Which clematis are good for this area?

Clematis vines are excellent choices for St. Louis gardens. If you choose the right varieties, you can have clematis flowers quite steadily from April until fall. In addition to looking beautiful in the garden, clematis flowers and their fascinating seed pods are lovely choices for floral arrangements. Some clematis are noted for their gigantic flowers while others can claim great vigor and yet others have attractive fragrances.

Early blooming clematis, those that require little or no pruning, include cultivated varieties of the species Clematis montana and Clematis macropetala. Among the early blooming cultivars with large white flowers are 'Carnaby' and 'Coventry.' Those with huge lavender and blue flowers include 'Barbara Jackman' and 'Ramona.' A large-flowered, pink, early-blooming clematis is 'Lincoln Star.'

Among the clematis that have a first flush of bloom in May to June with some flowers appearing through the summer are the white 'Mme. Le Coultre' and purple 'The President.' These are among the clematis that call for halfway pruning techniques. Their blooms form on the current year's growth. Another of this type is the sweet-smelling, fall-blooming Clematis paniculata, a marvelous vine for arbors that has a myriad of one-inch, cream-colored flowers in September and October. This clematis has a new botanical name, Clematis terniflora. Russian virgin's bower (Clematis tangutica) is a handsome plant that blooms from July to October with one- to two-inch flowers of buttercup yellow that are lantern-shaped. This variety is also a vigorous grower. The Clematis x jackmanii plants with their deep bluish-purple four-inch flowers are among the most popular of all the clematis varieties. They will develop eight- to ten-foot vines--'Superba' is an excellent cultivar of this hybrid.

Among the later-blooming clematis that can be pruned back hard is vine bower (Clematis viticella) and its hybrids which have purple flowers up to two and a half inches in width. Clematis vitalba, also known as old man's beard, is another late-blooming clematis, one that is suitable for a woodland garden and has small clusters of creamy flowers that appear in August.
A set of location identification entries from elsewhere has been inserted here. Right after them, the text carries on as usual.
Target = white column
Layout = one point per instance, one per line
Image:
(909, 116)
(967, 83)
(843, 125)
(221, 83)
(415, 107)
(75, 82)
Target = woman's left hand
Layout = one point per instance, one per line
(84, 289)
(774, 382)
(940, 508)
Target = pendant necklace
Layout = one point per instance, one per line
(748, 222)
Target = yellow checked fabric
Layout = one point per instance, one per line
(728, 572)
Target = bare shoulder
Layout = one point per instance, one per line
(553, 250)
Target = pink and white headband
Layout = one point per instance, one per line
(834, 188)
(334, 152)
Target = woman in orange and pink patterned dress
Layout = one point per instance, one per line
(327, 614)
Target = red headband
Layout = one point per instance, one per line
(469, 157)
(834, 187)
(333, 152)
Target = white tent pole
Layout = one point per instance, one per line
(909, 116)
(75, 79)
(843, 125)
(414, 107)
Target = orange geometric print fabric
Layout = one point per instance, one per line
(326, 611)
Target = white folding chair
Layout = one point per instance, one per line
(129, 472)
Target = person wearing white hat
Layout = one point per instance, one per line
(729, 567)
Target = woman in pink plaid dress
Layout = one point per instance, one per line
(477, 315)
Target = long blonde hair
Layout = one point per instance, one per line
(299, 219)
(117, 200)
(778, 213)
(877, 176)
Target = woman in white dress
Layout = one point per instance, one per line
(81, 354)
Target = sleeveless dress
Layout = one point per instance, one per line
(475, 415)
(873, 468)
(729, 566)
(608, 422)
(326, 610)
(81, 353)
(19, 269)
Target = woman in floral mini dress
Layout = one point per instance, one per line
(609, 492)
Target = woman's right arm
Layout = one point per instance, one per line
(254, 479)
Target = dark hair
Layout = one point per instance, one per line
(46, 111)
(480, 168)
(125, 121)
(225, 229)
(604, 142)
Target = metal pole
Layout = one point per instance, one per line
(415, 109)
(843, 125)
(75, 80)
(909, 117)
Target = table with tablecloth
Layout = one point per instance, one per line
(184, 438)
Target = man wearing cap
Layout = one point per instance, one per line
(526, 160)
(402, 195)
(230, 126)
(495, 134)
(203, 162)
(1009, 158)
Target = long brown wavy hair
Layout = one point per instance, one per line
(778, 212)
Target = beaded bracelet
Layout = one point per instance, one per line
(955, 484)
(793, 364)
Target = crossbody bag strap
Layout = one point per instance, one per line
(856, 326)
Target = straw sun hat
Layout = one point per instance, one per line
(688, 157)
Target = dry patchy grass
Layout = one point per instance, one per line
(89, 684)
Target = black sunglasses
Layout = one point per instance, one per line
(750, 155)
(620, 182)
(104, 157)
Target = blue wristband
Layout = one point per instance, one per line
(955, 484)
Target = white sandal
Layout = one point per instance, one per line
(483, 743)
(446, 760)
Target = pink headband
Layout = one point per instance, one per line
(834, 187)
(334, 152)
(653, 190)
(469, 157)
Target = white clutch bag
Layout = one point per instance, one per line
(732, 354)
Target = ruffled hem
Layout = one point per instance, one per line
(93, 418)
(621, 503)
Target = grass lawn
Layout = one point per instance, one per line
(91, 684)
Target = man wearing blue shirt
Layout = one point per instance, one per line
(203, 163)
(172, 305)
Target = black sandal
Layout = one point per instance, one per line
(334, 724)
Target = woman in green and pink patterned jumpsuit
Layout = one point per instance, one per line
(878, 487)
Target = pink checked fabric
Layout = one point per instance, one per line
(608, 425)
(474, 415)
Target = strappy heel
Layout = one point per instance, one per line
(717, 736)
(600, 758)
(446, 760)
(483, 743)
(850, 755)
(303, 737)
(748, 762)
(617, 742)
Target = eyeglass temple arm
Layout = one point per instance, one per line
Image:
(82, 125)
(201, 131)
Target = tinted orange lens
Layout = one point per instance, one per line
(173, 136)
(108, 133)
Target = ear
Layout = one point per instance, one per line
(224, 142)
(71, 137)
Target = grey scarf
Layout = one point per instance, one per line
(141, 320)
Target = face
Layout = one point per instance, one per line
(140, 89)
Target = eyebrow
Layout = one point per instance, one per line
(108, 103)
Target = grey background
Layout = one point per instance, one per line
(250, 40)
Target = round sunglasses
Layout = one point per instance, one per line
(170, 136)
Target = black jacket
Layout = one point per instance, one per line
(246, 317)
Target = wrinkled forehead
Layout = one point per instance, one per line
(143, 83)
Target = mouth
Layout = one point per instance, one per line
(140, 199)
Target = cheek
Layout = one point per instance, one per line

These are only a few of the many clematis varieties that St. Louis gardeners should consider growing. Quite often, you will have to compromise and choose one that is of the type you prefer since nurseries are limited in the selections they carry. Clematis are such rewarding ornamentals that you can hardly go wrong with any variety. Choose one or two types and get to know them. Then try some other varieties in a year or two.